1952’de İstanbul’da doğdum. Dedem demiryolu inşaatlarından çok paralar kazanmış, fabrikalar kurmuş başarılı bir mühendis ve iş adamıydı. Babam da aynı şeyleri yaptı hayatta, ama para kazanmak yerine hep kaybetti. İstanbul’da özel okullarda liseyi bitirdim, üç yıl mimarlık okuduktan sonra yazar olmaya karar vererek bıraktım. Yedi ile yirmi iki yaşım arasında ressam olmak istemiştim. Çocukluk ve ilkgençlik yıllarımda ciddi bir şekilde, istekle, mutlulukla resim yaptım. Resme devam etmedim, ama sanatçı hayatından başkasını yaşamayacağımı da yirmi iki yaşımda biliyordum. Anlayamadığım bir nedenle yirmi iki yaşımda resim yapmayı bırakıp ilk romanım Cevdet Bey ve Oğulları’nı yazmaya başladım. Anlayamadığım bu nedeni, yıllar sonra anlamak için İstanbul adlı kitabımı yazdım.

Elli dört yaşıma kadarki hayatımı düşününce, bir masaya oturup durmadan mutluluk ve mutsuzlukla çalışan biri geliyor gözümüm önüne. Kitaplarımı özenle, sabırla, iyi niyetle ve onlara hep inanarak yazdım. Başarı, ün, mesleki mutluluk … Bunlar kolay gelmedi. Şimdi kitaplarım 55 dile çevriliyor, ama en çok ilk kitabımı Türkiye’de yayımlatabilmek için uğraştım. Türkiye’de, ilk kitabım Cevdet Bey ve Oğulları’nı yayımlatabilmek için dört yıl yayımcı aradım. Yayımlanmamış romanlara verilen bir ödülü kazanmış olmasına rağmen …
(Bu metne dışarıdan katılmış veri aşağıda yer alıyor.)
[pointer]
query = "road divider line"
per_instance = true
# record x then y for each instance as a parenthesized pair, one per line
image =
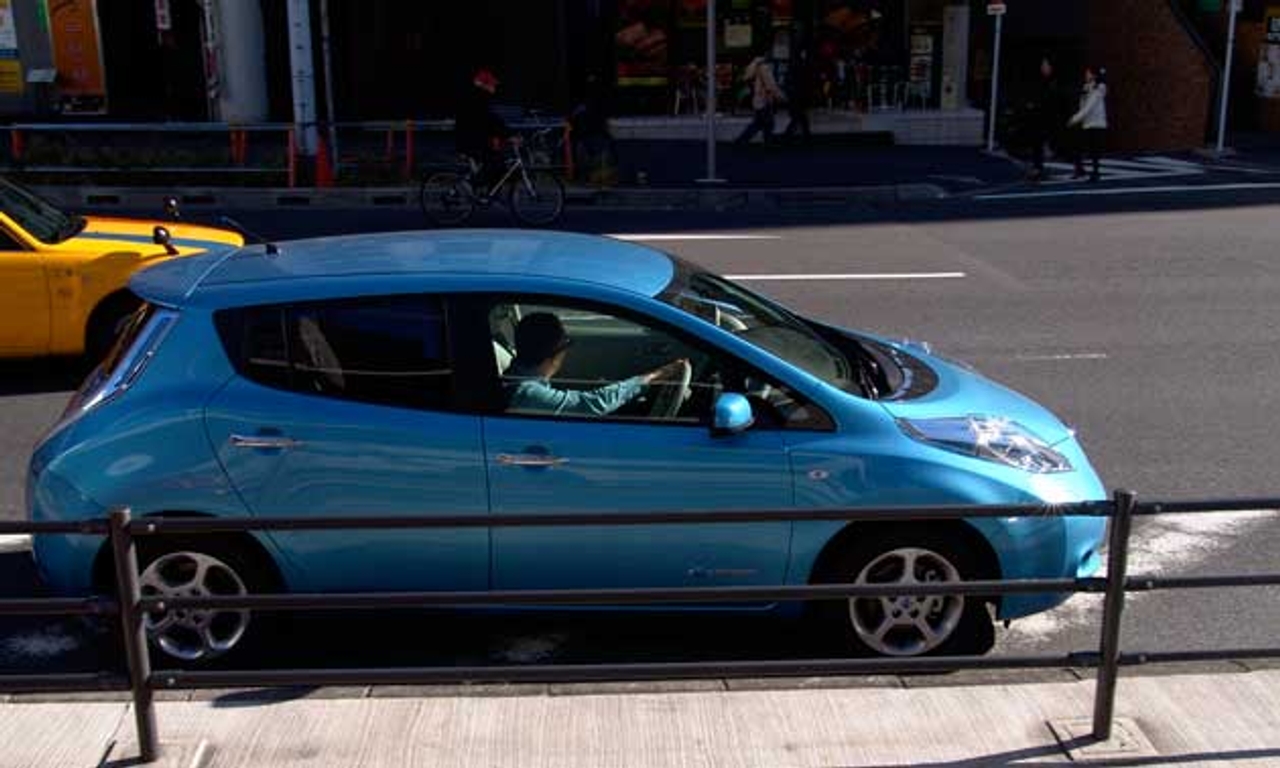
(1161, 190)
(853, 277)
(1064, 356)
(693, 237)
(10, 544)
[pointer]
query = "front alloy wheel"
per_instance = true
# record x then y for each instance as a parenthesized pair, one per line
(908, 625)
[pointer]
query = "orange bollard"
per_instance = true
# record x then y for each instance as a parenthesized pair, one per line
(408, 150)
(568, 151)
(292, 159)
(324, 167)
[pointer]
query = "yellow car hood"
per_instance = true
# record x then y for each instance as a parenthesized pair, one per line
(135, 234)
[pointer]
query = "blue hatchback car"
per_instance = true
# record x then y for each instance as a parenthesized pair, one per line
(481, 373)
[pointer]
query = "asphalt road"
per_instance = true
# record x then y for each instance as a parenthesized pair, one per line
(1147, 321)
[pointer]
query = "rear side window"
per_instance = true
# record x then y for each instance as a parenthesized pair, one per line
(387, 351)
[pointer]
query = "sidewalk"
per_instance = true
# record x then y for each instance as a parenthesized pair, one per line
(1219, 718)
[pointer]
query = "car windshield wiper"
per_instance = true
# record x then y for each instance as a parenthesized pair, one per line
(71, 228)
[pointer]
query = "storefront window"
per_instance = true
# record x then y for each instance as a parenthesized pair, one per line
(860, 54)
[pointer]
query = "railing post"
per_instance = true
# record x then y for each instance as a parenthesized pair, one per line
(128, 592)
(1109, 653)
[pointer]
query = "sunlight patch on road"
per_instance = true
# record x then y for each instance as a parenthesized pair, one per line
(1168, 545)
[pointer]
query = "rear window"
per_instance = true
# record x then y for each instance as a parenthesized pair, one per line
(387, 351)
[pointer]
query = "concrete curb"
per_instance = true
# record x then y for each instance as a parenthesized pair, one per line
(406, 197)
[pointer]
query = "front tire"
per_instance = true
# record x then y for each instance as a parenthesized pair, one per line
(906, 626)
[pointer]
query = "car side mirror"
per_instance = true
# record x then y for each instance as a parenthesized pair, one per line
(160, 236)
(732, 415)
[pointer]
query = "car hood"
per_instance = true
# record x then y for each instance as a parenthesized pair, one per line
(105, 233)
(959, 391)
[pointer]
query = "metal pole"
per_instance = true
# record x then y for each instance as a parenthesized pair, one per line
(1109, 653)
(328, 83)
(995, 85)
(711, 96)
(128, 592)
(1225, 90)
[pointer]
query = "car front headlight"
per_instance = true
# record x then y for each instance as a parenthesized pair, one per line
(988, 438)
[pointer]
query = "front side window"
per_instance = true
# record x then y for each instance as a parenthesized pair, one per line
(42, 220)
(577, 361)
(387, 351)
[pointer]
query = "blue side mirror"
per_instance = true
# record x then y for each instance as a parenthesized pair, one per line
(732, 415)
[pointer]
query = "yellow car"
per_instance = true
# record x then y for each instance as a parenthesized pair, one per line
(63, 278)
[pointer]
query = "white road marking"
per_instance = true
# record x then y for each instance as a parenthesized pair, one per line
(1168, 545)
(41, 644)
(17, 543)
(1065, 356)
(854, 277)
(1164, 190)
(693, 237)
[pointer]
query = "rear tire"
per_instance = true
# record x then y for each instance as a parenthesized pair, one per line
(906, 626)
(446, 199)
(540, 201)
(199, 566)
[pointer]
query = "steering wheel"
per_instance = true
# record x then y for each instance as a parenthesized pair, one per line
(673, 393)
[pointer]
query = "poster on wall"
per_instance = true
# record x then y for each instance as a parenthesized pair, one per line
(1269, 58)
(641, 42)
(77, 56)
(10, 68)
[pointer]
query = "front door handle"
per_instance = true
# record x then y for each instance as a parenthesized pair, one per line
(530, 460)
(264, 442)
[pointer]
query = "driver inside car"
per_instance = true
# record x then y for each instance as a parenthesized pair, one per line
(542, 346)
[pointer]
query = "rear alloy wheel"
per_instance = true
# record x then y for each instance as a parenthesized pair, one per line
(191, 570)
(909, 625)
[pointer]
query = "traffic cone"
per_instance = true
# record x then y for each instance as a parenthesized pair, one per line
(324, 167)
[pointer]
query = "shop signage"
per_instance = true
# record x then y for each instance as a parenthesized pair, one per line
(10, 68)
(164, 18)
(78, 56)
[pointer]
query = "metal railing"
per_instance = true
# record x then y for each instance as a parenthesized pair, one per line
(129, 606)
(396, 147)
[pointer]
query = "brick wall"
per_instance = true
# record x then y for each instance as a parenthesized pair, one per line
(1160, 82)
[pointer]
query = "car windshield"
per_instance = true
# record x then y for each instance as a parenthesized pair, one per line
(39, 218)
(762, 323)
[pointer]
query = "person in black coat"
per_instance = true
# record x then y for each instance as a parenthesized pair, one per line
(1045, 115)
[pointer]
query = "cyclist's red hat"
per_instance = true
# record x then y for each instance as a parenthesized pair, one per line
(485, 80)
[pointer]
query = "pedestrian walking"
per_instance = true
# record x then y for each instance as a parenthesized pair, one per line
(799, 91)
(1043, 112)
(766, 97)
(1092, 118)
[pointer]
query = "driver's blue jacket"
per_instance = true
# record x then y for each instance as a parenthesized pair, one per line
(526, 391)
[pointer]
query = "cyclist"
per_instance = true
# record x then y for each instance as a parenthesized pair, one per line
(479, 131)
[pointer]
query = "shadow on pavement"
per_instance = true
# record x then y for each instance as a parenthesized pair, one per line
(39, 376)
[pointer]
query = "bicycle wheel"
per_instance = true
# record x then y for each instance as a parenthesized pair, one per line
(538, 197)
(446, 199)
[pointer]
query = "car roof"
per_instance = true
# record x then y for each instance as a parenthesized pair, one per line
(478, 252)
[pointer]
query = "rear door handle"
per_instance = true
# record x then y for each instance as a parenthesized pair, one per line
(530, 460)
(264, 442)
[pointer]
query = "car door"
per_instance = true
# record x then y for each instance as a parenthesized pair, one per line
(630, 461)
(24, 314)
(347, 408)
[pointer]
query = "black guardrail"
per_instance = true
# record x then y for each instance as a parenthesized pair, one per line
(129, 606)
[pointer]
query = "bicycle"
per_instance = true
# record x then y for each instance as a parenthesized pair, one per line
(535, 196)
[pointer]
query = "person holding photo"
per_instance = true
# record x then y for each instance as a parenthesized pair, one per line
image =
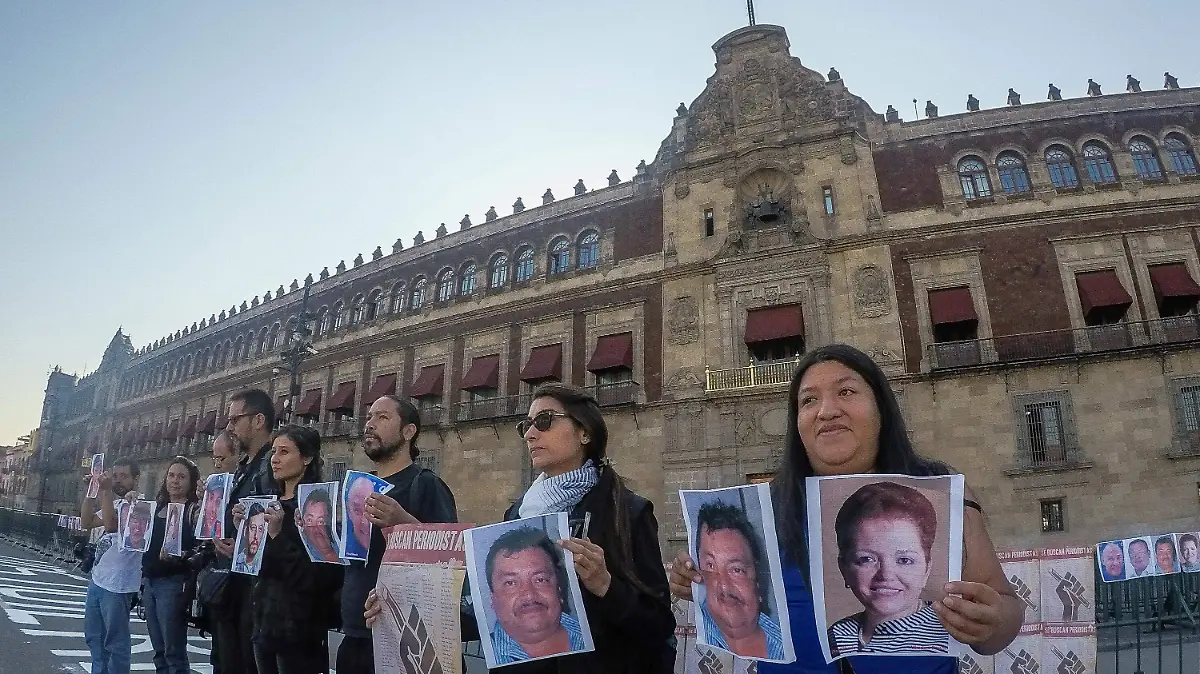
(165, 577)
(845, 420)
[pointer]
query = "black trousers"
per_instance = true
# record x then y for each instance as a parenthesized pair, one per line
(355, 655)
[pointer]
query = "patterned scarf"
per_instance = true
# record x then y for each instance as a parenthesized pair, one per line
(559, 493)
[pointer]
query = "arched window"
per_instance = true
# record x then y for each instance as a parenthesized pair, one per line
(1014, 179)
(397, 298)
(372, 306)
(525, 265)
(417, 298)
(1098, 163)
(339, 316)
(973, 176)
(1182, 158)
(589, 251)
(1145, 158)
(1061, 166)
(445, 286)
(499, 271)
(467, 280)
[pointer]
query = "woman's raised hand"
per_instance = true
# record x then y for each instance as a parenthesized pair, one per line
(683, 575)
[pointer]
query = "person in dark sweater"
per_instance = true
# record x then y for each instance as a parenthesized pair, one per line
(293, 599)
(389, 439)
(165, 577)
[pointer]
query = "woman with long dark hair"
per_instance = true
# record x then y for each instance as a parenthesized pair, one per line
(294, 596)
(845, 420)
(165, 577)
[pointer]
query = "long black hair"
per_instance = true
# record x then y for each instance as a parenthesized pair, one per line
(895, 453)
(611, 522)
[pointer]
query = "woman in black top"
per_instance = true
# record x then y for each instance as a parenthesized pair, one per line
(165, 576)
(294, 597)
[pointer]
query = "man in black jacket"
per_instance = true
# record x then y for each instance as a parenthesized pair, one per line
(389, 440)
(251, 422)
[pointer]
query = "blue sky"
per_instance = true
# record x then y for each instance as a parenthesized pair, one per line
(160, 162)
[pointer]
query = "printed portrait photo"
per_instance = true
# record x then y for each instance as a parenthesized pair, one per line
(1110, 560)
(526, 594)
(355, 527)
(1140, 558)
(316, 516)
(741, 607)
(1188, 545)
(137, 527)
(888, 545)
(213, 507)
(247, 548)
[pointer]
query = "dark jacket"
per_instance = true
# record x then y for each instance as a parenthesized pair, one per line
(631, 630)
(294, 597)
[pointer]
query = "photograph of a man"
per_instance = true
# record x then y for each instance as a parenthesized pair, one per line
(1164, 555)
(1189, 552)
(138, 529)
(315, 519)
(527, 585)
(1110, 555)
(1140, 563)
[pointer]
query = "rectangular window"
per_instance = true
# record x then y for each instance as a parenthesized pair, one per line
(1053, 517)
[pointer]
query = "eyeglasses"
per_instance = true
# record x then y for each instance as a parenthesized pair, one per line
(541, 421)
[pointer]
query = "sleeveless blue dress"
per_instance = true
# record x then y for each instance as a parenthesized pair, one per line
(808, 644)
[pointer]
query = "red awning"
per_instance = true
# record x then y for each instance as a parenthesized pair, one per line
(384, 385)
(1099, 289)
(484, 373)
(774, 323)
(545, 362)
(1173, 281)
(430, 383)
(613, 351)
(342, 401)
(310, 405)
(952, 305)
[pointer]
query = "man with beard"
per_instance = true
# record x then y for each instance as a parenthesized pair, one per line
(250, 425)
(389, 439)
(115, 576)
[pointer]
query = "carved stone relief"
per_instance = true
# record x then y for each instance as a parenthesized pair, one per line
(683, 320)
(871, 292)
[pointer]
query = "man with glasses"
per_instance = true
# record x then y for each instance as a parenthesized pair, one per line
(389, 439)
(251, 422)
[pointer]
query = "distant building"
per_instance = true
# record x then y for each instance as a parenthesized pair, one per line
(1026, 275)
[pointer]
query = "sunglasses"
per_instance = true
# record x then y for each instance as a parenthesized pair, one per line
(541, 421)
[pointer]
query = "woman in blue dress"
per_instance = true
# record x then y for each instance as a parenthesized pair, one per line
(846, 422)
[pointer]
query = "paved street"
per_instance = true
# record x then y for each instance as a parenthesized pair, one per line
(41, 627)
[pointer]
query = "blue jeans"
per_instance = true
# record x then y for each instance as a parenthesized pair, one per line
(106, 627)
(167, 623)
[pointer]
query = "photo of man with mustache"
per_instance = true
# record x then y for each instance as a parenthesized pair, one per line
(528, 584)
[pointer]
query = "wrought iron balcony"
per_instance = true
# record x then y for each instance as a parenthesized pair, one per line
(1059, 343)
(775, 373)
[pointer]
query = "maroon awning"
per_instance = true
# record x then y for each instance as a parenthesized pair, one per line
(774, 323)
(342, 401)
(545, 362)
(430, 383)
(208, 425)
(952, 305)
(612, 351)
(484, 373)
(1173, 281)
(1101, 289)
(384, 385)
(311, 403)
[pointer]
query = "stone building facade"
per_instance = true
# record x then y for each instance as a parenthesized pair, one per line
(1026, 276)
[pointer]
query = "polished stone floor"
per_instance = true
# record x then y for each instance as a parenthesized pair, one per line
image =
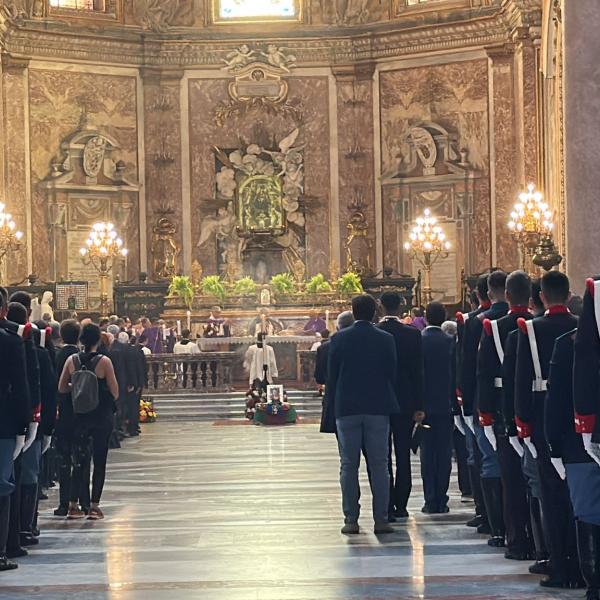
(201, 511)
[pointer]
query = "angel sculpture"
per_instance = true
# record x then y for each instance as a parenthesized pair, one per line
(239, 58)
(276, 57)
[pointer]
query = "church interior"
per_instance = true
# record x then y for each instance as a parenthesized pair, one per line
(172, 159)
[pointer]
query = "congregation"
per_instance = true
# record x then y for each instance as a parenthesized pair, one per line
(511, 395)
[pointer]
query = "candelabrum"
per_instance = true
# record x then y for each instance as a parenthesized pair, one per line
(101, 249)
(427, 245)
(10, 238)
(531, 227)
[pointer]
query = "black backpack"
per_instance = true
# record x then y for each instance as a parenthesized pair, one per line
(84, 385)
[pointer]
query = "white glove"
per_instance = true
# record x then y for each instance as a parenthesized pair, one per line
(516, 444)
(459, 424)
(530, 447)
(592, 449)
(469, 422)
(19, 443)
(558, 464)
(31, 435)
(491, 436)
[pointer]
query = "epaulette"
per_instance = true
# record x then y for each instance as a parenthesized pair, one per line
(24, 331)
(590, 287)
(522, 324)
(487, 327)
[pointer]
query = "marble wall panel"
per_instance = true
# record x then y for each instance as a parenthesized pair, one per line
(355, 151)
(56, 101)
(162, 129)
(15, 97)
(312, 93)
(455, 96)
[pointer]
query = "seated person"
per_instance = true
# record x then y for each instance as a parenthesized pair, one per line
(264, 324)
(315, 323)
(216, 326)
(324, 335)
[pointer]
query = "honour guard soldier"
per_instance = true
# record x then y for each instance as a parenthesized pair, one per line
(465, 385)
(491, 484)
(535, 345)
(15, 415)
(490, 389)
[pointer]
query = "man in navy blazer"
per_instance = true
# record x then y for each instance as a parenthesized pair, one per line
(360, 382)
(409, 394)
(439, 389)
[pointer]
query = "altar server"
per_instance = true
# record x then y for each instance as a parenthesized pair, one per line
(535, 346)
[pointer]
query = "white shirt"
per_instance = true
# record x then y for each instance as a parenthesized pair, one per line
(255, 359)
(189, 348)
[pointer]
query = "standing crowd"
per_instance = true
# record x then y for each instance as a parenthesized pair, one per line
(68, 393)
(511, 388)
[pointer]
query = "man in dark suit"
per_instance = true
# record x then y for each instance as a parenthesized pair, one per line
(409, 394)
(360, 382)
(439, 351)
(344, 320)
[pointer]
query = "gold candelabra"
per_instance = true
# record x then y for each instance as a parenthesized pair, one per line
(531, 227)
(10, 238)
(427, 245)
(101, 249)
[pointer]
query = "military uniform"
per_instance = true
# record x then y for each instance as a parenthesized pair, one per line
(534, 351)
(14, 418)
(490, 385)
(465, 385)
(491, 484)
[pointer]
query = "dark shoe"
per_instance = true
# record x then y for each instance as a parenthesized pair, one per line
(6, 565)
(16, 552)
(540, 567)
(517, 555)
(350, 529)
(496, 542)
(27, 539)
(484, 529)
(555, 582)
(476, 521)
(382, 528)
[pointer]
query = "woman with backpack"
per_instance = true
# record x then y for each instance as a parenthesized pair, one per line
(90, 379)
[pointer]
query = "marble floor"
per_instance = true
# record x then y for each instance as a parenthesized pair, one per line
(196, 510)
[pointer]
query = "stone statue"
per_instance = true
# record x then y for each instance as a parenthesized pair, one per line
(164, 249)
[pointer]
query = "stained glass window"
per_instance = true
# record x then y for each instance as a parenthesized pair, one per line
(239, 10)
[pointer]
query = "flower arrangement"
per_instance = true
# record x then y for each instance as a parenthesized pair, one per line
(245, 287)
(147, 412)
(283, 283)
(318, 285)
(212, 285)
(182, 286)
(349, 284)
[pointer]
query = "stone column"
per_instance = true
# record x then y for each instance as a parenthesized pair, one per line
(15, 99)
(162, 129)
(355, 153)
(581, 47)
(503, 141)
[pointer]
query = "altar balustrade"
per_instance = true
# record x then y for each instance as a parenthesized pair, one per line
(200, 373)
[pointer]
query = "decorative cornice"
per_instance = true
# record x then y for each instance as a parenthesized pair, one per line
(185, 48)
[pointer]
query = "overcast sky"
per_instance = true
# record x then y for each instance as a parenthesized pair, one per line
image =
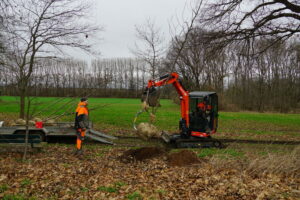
(119, 17)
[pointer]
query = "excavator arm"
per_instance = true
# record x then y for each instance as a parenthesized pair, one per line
(173, 78)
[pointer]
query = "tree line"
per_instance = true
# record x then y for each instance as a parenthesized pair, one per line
(249, 56)
(269, 81)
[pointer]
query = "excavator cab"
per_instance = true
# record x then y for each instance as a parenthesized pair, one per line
(203, 113)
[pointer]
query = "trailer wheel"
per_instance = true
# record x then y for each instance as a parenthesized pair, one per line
(33, 132)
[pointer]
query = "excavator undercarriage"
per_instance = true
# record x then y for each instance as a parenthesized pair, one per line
(199, 114)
İlk kitabımın yayımlandığı günlerde, 1982’de Aylin Türegün ile evlendim. İstanbul’un aynı Batılılaşmış, zengince mahallesinde büyüyüp aynı okullara –daha birbirimizi tanımadan önce- gitmiş ve aynı sokaklarda büyümüş biriyle evlendiğim için bir Türk gibi, “köyümden bir kız ile evlendim” diye takılırdım ben ona. 1991’de bir kızım oldu, Kara Kitap‘ın kahramanı Rüya’nın adını verdik ona.

Hayatta yazı yazmaktan başka bir iş yapmadım. 1985 ile 1988 arasında, karım orada doktora yaptığı için New York’ta, Columbia Üniversitesi’nde visiting scholar olarak bulundum. Amerikan kütüphanelerinin, kitapçılarının, müzelerinin zenginliği beni hep heyecanlandırmıştır. Karımdan 2002 yılında ayrıldım. Hala en iyi arkadaşım o ve kızımdır. 2006 yılında, Nobel Ödülü’nden bir ay önce, Columbia Üniversitesi’nde senede bir dönem ders vermeye başladım.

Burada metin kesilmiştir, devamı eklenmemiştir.